Of all the parts that make up Siri, this natural language analysis is probably the toughest for developers to tackle, because apps differ greatly, and it’s hard to come up with a magic solution that can easily be applied to every possible situation. To make things worse, natural language analysis is not a familiar field for most programmers—who, until now, have mainly been concerned with point-and-click (or point-and-tap) interfaces.
Putting results to text
Once a request has been processed, Siri must convert the result back into text that can be spoken to the user. While not as hard as processing a user’s commands, this task, known asnatural language generation, still presents some challenges.
It’s relatively easy to write software that uses data to cobble together syntactically correct sentences, but, without some hard work, the result is likely to sound artificial and unexciting.
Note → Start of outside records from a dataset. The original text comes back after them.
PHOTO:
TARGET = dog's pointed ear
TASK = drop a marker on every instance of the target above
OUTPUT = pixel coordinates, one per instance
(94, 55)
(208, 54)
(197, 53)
When you ask Siri about the weather, for example, instead of just rattling out a list of statistics on temperature, pressure, and cloud cover, the service will give you a generic comment, such as “It’s sunny” or “It looks like rain.”
This touch of personality may seem unimportant, but it a makes a big difference to a user, particularly during verbal communication. Luckily, there is a well-defined body of work that puts this capability well within the reach of most app developers. Even better, there is no need for this final portion of the Siri experience to take place on the server side; instead, Apple could conceivably come up with a technology that standardizes the creation of complex text, and then leave it to the apps to produce a response directly on each device without unduly taxing resources.
Siri for everyone
Allowing third-party apps to integrate with Siri would be a boon for both developers and users, but it’s going to require a lot of effort for everyone involved, in large part because it would represent a significant departure from the way we are used to designing and interacting with our software.
Still, it’s fair to say that the company is quietly laying the groundwork for putting more and more Siri-like capabilities within the reach of every programmer, starting with Apple’s ever-increasing investment in the back-end facilities that it needs to run Siri’s complex infrastructure.
For example, dictation is now built into both of Apple’s operating systems, though developers are not currently allowed to add their own specialized jargon to the vocabulary. Similarly, both OS X and iOS have recently acquired several programming interfaces that can be used to analyze the syntax of a text document, although they do not help much in the much harder task of interpreting its meaning. Finally, Apple’s software has long been adept at speech synthesis; right now this capability is used primarily by system tools like VoiceOver and is off-limits to developers (at least on iOS), but it wouldn’t take much work, from a technical perspective, to turn speech synthesis into a general-purpose tool that everyone could use.
Ultimately, the shift toward natural language interaction is all but inevitable, and the keyboard, while not likely to disappear anytime soon, is going to become less and less relevant. The switch to a voice-based interface is going to be a hard one, with plenty of obstacles along the way; still, I look forward to the day when I will finally be able to stop typing on my devices and start communicating with them.